What This Means for How We Build Models
The practical implication isn’t that data is bad or that you should train on less of it. The implication is that data quality, data relevance, and data distribution matter more than raw size, and in many real-world scenarios these properties degrade faster than volume grows.
This is a structural problem for the current moment in AI development. The cheapest path to more data is scraping more of the internet. But the internet’s distribution doesn’t match the distribution of most deployment environments. Medical records, legal documents, scientific literature, manufacturing sensor data, customer support conversations: none of these look like the average web page, and models trained primarily on web data carry that mismatch into every specialized application they’re adapted for.
The smarter approach, which is increasingly what serious ML teams are doing, is to invest in data curation rather than data accumulation. Deduplication, quality filtering, domain stratification, careful label audits. These are unglamorous, expensive, and difficult to automate well. They also tend to produce substantially better models than simply acquiring more raw data.

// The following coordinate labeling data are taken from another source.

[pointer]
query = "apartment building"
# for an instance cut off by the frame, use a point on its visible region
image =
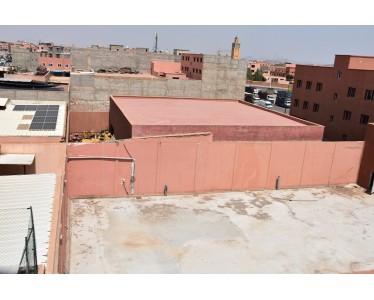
(54, 57)
(339, 97)
(192, 65)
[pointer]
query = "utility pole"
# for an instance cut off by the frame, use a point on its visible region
(155, 45)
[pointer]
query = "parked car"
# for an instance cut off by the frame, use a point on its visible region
(265, 103)
(249, 89)
(262, 95)
(283, 102)
(271, 98)
(255, 98)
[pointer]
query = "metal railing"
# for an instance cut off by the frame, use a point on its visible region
(29, 263)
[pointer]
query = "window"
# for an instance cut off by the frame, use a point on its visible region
(351, 92)
(369, 95)
(347, 115)
(364, 119)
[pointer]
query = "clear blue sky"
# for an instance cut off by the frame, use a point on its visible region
(257, 25)
(296, 43)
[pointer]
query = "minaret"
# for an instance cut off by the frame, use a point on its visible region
(235, 50)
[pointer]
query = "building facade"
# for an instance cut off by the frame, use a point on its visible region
(338, 97)
(192, 65)
(235, 49)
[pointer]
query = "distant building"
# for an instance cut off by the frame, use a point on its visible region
(192, 65)
(340, 97)
(167, 69)
(4, 46)
(54, 58)
(180, 51)
(235, 50)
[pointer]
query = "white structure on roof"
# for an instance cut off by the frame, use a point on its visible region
(17, 193)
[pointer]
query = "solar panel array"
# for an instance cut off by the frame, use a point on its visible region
(45, 117)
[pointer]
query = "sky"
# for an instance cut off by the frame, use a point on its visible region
(301, 44)
(270, 30)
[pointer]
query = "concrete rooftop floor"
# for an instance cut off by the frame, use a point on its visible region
(312, 230)
(194, 111)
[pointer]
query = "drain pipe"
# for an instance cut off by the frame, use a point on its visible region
(132, 179)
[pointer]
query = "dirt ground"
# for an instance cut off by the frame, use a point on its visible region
(312, 230)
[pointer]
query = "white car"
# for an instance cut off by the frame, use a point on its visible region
(265, 103)
(271, 98)
(256, 98)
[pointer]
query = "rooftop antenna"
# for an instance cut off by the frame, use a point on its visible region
(155, 46)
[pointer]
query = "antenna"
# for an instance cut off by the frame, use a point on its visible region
(155, 45)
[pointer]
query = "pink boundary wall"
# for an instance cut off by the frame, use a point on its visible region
(194, 164)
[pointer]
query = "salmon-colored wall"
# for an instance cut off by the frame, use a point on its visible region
(65, 63)
(367, 162)
(87, 121)
(231, 133)
(49, 158)
(200, 165)
(158, 66)
(29, 139)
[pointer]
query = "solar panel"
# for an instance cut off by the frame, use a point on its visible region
(49, 126)
(50, 119)
(31, 107)
(45, 116)
(53, 107)
(41, 113)
(19, 107)
(38, 119)
(36, 126)
(52, 113)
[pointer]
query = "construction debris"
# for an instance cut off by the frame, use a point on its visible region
(90, 136)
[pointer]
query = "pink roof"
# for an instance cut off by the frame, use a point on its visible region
(181, 111)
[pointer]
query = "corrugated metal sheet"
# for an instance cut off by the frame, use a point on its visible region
(3, 101)
(16, 159)
(16, 193)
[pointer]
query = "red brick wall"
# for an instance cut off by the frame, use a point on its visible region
(367, 162)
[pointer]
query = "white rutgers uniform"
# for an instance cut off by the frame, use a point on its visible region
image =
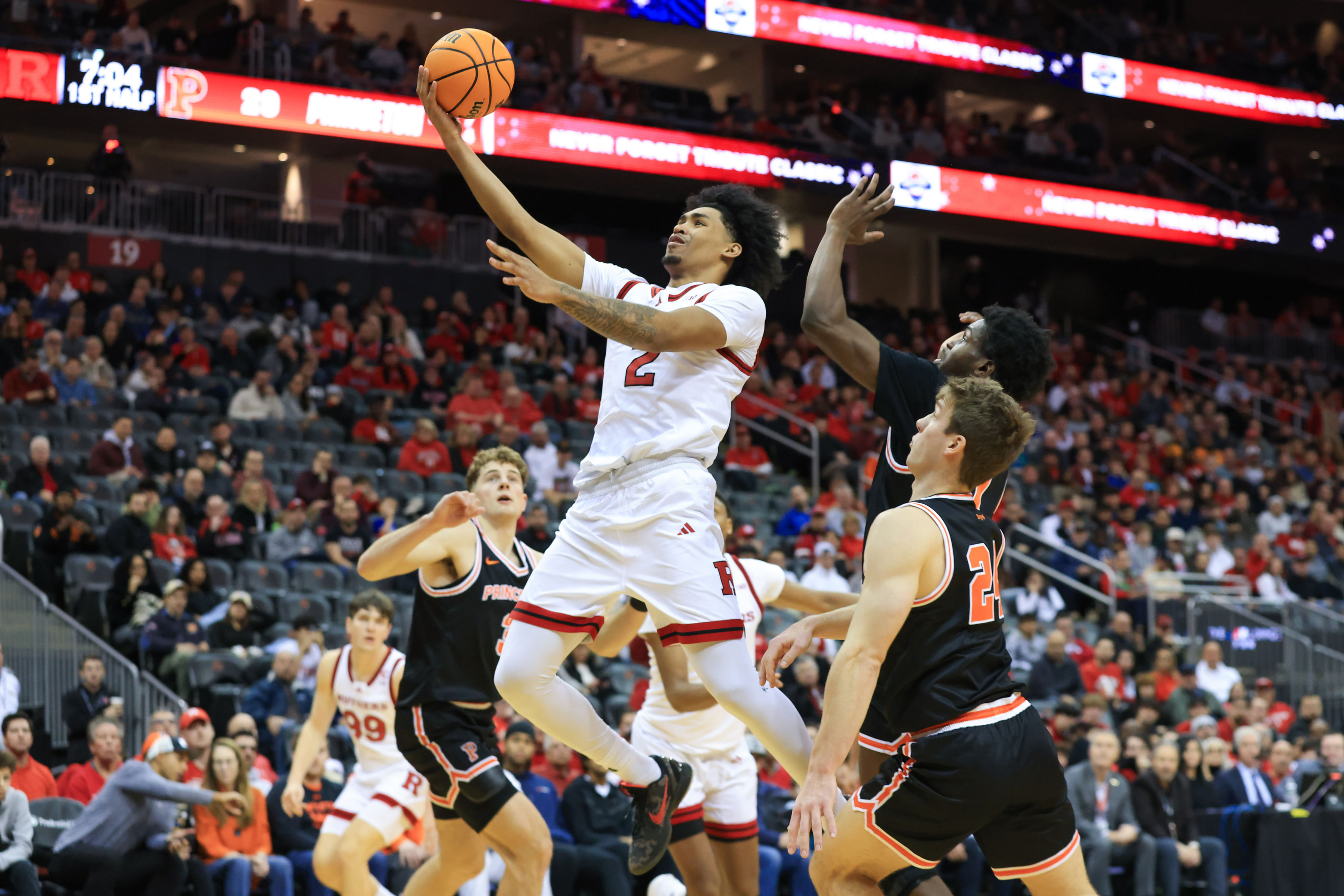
(385, 790)
(724, 789)
(643, 523)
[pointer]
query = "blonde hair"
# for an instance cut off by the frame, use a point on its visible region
(239, 785)
(501, 454)
(995, 426)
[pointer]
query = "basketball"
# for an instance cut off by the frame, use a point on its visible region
(472, 73)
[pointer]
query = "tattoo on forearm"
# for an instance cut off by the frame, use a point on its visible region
(635, 326)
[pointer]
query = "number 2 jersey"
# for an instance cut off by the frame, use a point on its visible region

The lesson is old and appears in other engineering contexts: garbage in, garbage out. But the scale of modern AI systems has made the garbage harder to see and the consequences harder to trace. When your training dataset has a hundred billion tokens, you don’t get to inspect it. You only find out something went wrong when the model ships and starts behaving oddly in production. Understanding the mechanisms by which more data becomes worse data is the first step toward building pipelines that don’t create that problem in the first place.